Un mobbing décomplexé

28 Mai 2025 | Articles de Une

Pendant plusieurs années, les relations de travail entre Gabriel et son employeur étaient harmonieuses. Ses prestations étaient appréciées et jugées de très bonnes. Jusqu’au jour où il a été affecté à un autre département, dans lequel il était amené à collaborer avec François.

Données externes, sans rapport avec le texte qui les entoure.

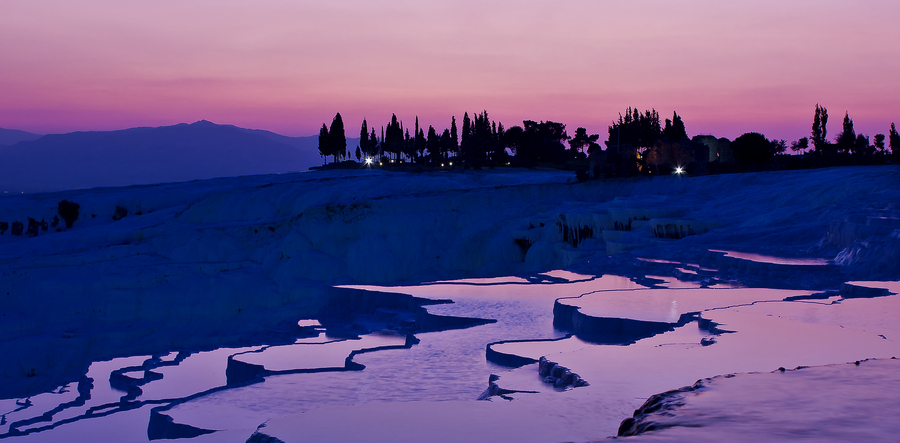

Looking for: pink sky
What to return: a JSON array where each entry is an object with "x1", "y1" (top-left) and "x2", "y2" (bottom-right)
[{"x1": 0, "y1": 0, "x2": 900, "y2": 141}]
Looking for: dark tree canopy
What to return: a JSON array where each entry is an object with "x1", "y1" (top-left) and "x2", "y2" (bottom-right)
[
  {"x1": 835, "y1": 112, "x2": 856, "y2": 153},
  {"x1": 888, "y1": 123, "x2": 900, "y2": 159},
  {"x1": 319, "y1": 123, "x2": 331, "y2": 164},
  {"x1": 606, "y1": 108, "x2": 660, "y2": 154},
  {"x1": 662, "y1": 112, "x2": 687, "y2": 142},
  {"x1": 569, "y1": 128, "x2": 600, "y2": 153},
  {"x1": 328, "y1": 112, "x2": 347, "y2": 162},
  {"x1": 873, "y1": 134, "x2": 884, "y2": 153},
  {"x1": 731, "y1": 132, "x2": 775, "y2": 166},
  {"x1": 791, "y1": 137, "x2": 809, "y2": 153},
  {"x1": 356, "y1": 119, "x2": 372, "y2": 160},
  {"x1": 811, "y1": 103, "x2": 832, "y2": 154},
  {"x1": 56, "y1": 200, "x2": 81, "y2": 228}
]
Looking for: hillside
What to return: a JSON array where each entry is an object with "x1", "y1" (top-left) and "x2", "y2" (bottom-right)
[{"x1": 0, "y1": 120, "x2": 355, "y2": 193}]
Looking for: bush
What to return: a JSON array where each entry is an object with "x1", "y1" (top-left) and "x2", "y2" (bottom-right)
[{"x1": 56, "y1": 200, "x2": 81, "y2": 228}]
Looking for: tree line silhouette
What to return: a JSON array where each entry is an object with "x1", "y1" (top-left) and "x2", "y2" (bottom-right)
[{"x1": 319, "y1": 104, "x2": 900, "y2": 180}]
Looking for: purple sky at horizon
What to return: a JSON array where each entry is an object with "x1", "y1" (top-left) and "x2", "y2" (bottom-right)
[{"x1": 0, "y1": 0, "x2": 900, "y2": 141}]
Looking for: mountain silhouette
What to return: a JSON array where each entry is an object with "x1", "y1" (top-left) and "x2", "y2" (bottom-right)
[
  {"x1": 0, "y1": 128, "x2": 41, "y2": 146},
  {"x1": 0, "y1": 120, "x2": 348, "y2": 192}
]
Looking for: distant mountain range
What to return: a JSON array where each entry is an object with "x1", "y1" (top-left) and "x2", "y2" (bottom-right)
[
  {"x1": 0, "y1": 128, "x2": 41, "y2": 147},
  {"x1": 0, "y1": 120, "x2": 357, "y2": 193}
]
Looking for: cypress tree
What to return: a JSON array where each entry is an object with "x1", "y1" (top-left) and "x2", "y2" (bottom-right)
[
  {"x1": 888, "y1": 123, "x2": 900, "y2": 159},
  {"x1": 319, "y1": 123, "x2": 331, "y2": 165},
  {"x1": 328, "y1": 112, "x2": 347, "y2": 162},
  {"x1": 812, "y1": 103, "x2": 829, "y2": 154},
  {"x1": 837, "y1": 112, "x2": 856, "y2": 152},
  {"x1": 356, "y1": 119, "x2": 371, "y2": 160}
]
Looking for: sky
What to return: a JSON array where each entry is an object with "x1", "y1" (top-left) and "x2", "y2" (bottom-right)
[{"x1": 0, "y1": 0, "x2": 900, "y2": 141}]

Celui-ci a immédiatement commencé à tenir des propos à caractère discriminatoire, racistes et menaçants envers Gabriel, qui a été profondément affecté par cette attitude.

En cas de harcèlement, chaque acte pris individuellement peut éventuellement être considéré comme supportable, alors que l’ensemble des agissements constitue une déstabilisation de la personnalité.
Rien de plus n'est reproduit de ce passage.